AW: Bundestagswahlen 2005
Um nach all den verfahrensrechtlichen Dingen auf eine der Ausgangsfragen zurückzukommen: ich erwarte - egal unter welcher Regierung - weiterhin ein verzweifeltes Festhalten an Dingen, die der Realität nicht entsprechen. Zum Beispiel an der Illusion deutlich geringerer Arbeitslosenzahlen. Keine Regierung wird das jemals wieder langfristig hinbekommen - der Zug in Richtung weniger Arbeit ist global längst abgefahren. Und jeder Versuch, zu mehr Arbeit zu kommen, dürfte den Prozeß nach einem kurzzeitigen scheinbaren Erfolg eher noch beschleunigen.

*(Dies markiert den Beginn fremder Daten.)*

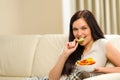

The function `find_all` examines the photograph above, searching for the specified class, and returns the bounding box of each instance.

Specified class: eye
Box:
[73,28,78,31]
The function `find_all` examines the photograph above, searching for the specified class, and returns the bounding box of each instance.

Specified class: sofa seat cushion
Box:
[0,77,29,80]
[84,73,120,80]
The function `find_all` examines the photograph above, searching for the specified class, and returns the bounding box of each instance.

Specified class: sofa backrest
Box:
[0,35,40,77]
[0,34,120,77]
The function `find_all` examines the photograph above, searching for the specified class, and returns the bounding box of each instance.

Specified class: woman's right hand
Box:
[63,39,78,56]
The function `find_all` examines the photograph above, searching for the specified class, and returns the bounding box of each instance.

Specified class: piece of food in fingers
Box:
[78,38,84,44]
[76,57,96,72]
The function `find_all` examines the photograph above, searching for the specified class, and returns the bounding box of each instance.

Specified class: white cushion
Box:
[32,34,67,77]
[0,35,38,76]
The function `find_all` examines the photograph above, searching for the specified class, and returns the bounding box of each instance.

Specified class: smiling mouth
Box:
[78,37,84,44]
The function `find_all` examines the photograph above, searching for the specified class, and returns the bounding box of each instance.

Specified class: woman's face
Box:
[73,18,93,46]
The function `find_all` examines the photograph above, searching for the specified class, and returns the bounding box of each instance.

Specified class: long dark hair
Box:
[62,10,104,75]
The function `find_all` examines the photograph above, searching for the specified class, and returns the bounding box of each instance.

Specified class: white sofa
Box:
[0,34,120,80]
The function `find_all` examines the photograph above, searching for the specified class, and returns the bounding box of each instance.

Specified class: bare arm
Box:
[95,43,120,73]
[49,40,78,80]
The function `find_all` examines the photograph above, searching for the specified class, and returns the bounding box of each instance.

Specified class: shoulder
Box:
[95,38,109,46]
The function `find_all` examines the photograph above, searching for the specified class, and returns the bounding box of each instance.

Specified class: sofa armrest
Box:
[84,73,120,80]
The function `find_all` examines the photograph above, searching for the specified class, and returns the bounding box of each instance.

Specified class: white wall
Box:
[0,0,63,35]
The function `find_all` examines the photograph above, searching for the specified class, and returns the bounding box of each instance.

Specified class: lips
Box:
[78,36,86,44]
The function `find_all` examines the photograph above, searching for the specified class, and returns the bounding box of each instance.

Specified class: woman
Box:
[49,10,120,80]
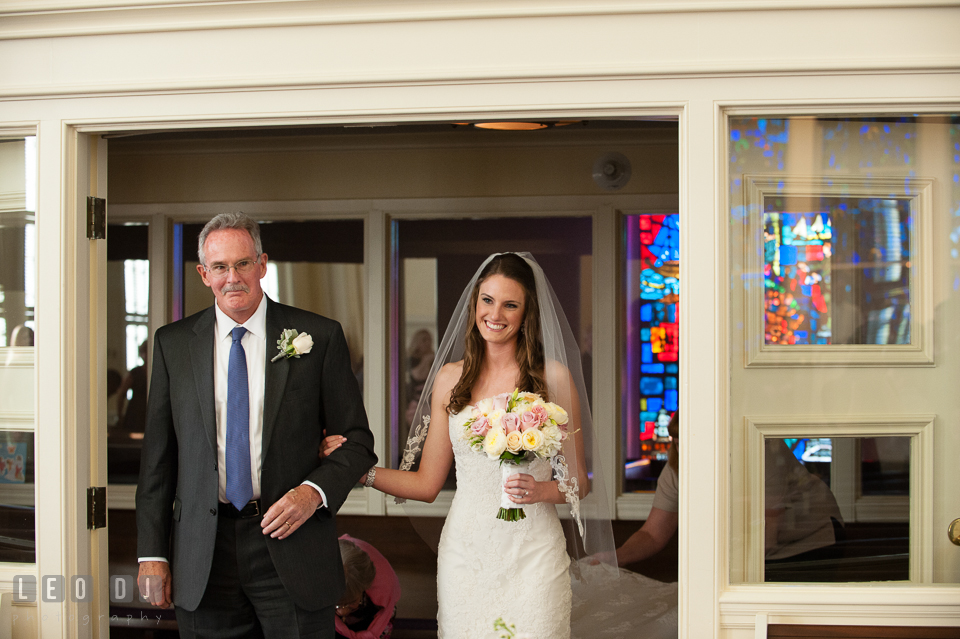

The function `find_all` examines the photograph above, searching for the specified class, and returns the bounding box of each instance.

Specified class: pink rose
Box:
[500,413,520,435]
[520,410,540,432]
[530,406,550,426]
[470,415,490,437]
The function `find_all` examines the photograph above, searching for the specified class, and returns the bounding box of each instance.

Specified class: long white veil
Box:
[398,253,617,580]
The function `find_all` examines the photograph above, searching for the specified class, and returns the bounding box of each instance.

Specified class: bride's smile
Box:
[477,275,525,344]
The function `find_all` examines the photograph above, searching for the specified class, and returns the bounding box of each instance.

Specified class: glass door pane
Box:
[0,136,37,563]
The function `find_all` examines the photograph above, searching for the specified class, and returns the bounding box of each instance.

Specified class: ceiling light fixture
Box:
[455,120,580,131]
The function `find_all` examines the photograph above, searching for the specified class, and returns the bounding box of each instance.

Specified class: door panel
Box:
[727,114,960,596]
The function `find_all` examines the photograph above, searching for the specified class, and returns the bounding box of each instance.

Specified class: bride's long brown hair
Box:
[447,253,549,414]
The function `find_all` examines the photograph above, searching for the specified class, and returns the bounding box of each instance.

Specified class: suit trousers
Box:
[174,515,335,639]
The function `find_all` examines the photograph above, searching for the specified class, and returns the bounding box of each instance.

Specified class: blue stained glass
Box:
[640,377,663,396]
[640,343,653,364]
[780,245,797,266]
[663,390,680,412]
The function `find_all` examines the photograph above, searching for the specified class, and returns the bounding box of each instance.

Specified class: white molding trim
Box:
[0,410,36,431]
[0,346,37,368]
[0,191,25,214]
[720,582,960,629]
[743,175,934,368]
[0,0,955,39]
[739,415,936,588]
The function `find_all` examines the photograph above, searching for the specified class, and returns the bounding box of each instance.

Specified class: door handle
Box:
[947,519,960,546]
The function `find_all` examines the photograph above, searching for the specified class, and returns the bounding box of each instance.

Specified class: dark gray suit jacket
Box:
[137,300,377,610]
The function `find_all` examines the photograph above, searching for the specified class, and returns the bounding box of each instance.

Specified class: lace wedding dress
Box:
[437,414,571,639]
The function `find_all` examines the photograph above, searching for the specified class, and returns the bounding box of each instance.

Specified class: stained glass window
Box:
[623,214,680,492]
[763,197,910,345]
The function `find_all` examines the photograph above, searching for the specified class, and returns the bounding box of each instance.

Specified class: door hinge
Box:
[87,486,107,530]
[87,196,107,240]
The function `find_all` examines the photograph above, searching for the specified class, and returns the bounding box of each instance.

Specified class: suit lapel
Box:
[190,306,217,451]
[261,298,290,459]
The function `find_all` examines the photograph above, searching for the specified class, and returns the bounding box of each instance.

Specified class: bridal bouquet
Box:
[461,389,568,521]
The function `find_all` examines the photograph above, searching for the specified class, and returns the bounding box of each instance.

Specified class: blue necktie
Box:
[226,326,253,510]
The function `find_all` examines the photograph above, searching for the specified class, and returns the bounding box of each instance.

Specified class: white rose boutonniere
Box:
[270,328,313,362]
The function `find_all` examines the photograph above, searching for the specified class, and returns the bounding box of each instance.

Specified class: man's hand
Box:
[137,561,173,608]
[260,485,321,539]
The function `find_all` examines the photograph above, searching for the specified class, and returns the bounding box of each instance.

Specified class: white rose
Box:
[523,428,543,451]
[542,424,563,444]
[507,430,523,453]
[292,333,313,355]
[546,403,569,424]
[483,428,507,459]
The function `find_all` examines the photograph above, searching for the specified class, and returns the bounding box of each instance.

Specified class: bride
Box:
[324,253,652,639]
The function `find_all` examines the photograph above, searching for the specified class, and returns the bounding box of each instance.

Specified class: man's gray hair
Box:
[197,211,263,266]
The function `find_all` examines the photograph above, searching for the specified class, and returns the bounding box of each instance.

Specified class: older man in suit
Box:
[137,213,376,639]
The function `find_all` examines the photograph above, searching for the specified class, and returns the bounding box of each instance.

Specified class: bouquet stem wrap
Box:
[497,461,530,521]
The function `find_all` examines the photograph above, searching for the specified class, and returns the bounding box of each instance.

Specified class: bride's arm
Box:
[373,364,460,503]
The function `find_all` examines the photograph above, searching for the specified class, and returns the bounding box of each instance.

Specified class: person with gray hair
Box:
[137,213,376,639]
[336,535,400,639]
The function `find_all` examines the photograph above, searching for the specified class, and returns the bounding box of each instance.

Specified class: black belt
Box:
[217,499,261,519]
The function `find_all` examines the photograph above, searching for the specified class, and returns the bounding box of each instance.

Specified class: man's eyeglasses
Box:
[203,255,260,277]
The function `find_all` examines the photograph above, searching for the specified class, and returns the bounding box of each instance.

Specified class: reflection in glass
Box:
[390,217,593,472]
[0,136,37,563]
[763,197,910,344]
[763,437,909,582]
[106,224,150,484]
[0,431,36,563]
[623,214,680,492]
[0,136,37,347]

Das ist bekannt. Man traut es sich jedoch nicht, in größerem Rahmen (sprich: fürs Volk) auf den Tisch zu bringen. Zuviel steht auf dem Spiel, zum Beispiel unser bisheriges Menschen- und Gesellschaftsbild. Nach "schaffe, schaffe, Häusle baue" haben sich nicht nur in Süddeutschland seit Generationen die Menschen orientiert und definiert - und selbst sei es unbewußt geschehen. Warum waren die "neuen Montagsdemonstranten" so aggressiv? Den wenigsten von ihnen dürfte es so schlecht gegangen sein, daß sie sich überlegen müssen, wovon sie sich morgen ernähren sollen. Es ist wohl vielmehr das aktuelle Menschenbild: "hast du keine Arbeit, bist du nichts wert." In Zukunft wird das noch bedeutend mehr Menschen treffen als heute. Statt der einen sendet der Automat, statt der anderen fährt ein Rechner die U-Bahn, statt wieder anderer operiert der für genau diesen einen Job gemietete Herzchirurg aus dem Billiglohnland via Onlineverbindung und Roboter. Sind die anderen dann alle "raus"? Was sollen sie den ganzen Tag machen, was sind sie "wert"? Was bedeutet "Arbeit", was ist "gesellschaftlich von Nutzen"? Das sind die Fragen, die diskutiert werden müssen, sie sind dringlicher denn je zu beantworten. Da die Antwort allerdings gravierende Folgen für uns alle haben wird, scheut man sie. Wir haben ein psychosoziales Problem als Hauptgrund unseres Unwohlseins und weigern uns bislang, dies anzuerkennen. Solange diese Weigerung mehrheitlich (meist auch unbewußt) erfolgt, geht es so weiter wie bisher: vermeintlich Schuldige an der aktuellen Situation suchen und über sie herfallen, Anfeindungen, Angriffe, vergiftetes Klima, panisches Klammern an Rettungsankern, die keine sind.
Der einzige Antrieb des Menschen, etwas zu machen, ist letztlich Leidensdruck. Das habe ich an mir selbst oft genug erlebt und werde es wohl auch immer wieder erleben. Offenbar ist der Leidensdruck in diesem Falle noch nicht groß genug.
Zu deutsch: schreibt Merkel oder was auch immer auf das Geschenkpapier - im Paket kann bis auf Nuancen nur das gleiche drin sein. Für die Medien kann diese Situation auch eine große Chance sein, wieder einmal gesellschaftlich aktiv zu werden: als Plattform für die Vermittler zwischen Realität und Wunschdenken. Aber ist es denn schon soweit?